Stefan le volvió la espalda al hombre y echó a andar hacia los espadones.
—Ese hombre está loco —dijo Albrecht.
—Sí, lo está, pero pienso que sus dementes hermanos podrían ser útiles en los días oscuros que se avecinan. Todos los luchadores serán necesarios.
—Tal vez —replicó Albrecht, dubitativo—. ¿Creéis que fue realmente un guardia de Reikland? Resulta difícil imaginar que uno de esos caballeros pueda caer tan bajo.
—Creo que lo fue. Los estragos del Caos pueden derribar a cualquiera que no sea de los más puros —respondió Stefan.
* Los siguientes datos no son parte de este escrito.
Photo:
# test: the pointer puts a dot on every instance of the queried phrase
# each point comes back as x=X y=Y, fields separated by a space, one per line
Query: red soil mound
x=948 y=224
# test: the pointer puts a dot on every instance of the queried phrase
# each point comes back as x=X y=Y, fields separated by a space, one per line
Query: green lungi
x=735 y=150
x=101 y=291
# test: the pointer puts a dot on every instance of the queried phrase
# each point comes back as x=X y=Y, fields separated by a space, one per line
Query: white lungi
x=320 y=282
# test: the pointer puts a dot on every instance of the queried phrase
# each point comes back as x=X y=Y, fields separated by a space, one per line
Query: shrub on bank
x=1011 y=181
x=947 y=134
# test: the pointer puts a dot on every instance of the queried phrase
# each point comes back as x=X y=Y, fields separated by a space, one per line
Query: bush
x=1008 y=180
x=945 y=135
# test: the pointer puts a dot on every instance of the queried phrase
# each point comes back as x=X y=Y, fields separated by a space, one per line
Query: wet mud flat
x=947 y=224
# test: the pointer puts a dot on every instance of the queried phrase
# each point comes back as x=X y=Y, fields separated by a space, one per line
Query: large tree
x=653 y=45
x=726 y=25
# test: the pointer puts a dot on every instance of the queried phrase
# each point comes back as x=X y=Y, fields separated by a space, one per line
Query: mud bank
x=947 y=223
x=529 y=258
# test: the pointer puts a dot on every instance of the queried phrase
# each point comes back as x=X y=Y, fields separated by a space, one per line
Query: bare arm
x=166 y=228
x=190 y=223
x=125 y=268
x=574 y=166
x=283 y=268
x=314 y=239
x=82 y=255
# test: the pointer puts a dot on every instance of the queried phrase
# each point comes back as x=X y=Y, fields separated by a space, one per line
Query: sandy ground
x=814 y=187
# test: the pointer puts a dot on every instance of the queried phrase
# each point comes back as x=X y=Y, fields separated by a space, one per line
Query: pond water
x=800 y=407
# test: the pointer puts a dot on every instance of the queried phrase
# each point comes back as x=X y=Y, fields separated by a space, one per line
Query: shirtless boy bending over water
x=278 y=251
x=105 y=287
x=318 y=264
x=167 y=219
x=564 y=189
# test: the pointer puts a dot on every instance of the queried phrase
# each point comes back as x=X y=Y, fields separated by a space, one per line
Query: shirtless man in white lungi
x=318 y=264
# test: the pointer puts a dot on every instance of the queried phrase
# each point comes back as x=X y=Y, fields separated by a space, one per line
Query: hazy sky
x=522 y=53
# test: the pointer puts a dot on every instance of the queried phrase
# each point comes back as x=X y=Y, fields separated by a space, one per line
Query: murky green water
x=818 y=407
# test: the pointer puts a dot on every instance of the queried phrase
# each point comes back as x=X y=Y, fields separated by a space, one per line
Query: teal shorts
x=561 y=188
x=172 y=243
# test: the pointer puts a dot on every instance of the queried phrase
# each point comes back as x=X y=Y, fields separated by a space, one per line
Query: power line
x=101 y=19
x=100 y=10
Albrecht vio que el capitán aferraba el símbolo de Sigmar que le pendía del cuello sin darse cuenta.
—¿Pensáis de verdad que es prudente dejar que esos locos continúen siguiéndonos? —preguntó Albrecht.
—¿Pensáis de verdad que podríamos impedírselo? —inquirió, a su vez, von Kessel.
—No, supongo que no podríamos —admitió el fornido sargento.
—Ese hombre quiere morir ayudando al Imperio, Albrecht.
»Quiere morir haciendo algo bueno antes de que la locura lo consuma por completo. Los visteis luchar el otro día. Nos vendrán bien hombres como esos.
A sus espaldas, oían al profeta que declamaba en voz alta su visión de la destrucción.
—Simplemente, mantenedlos bien lejos de nuestros hombres.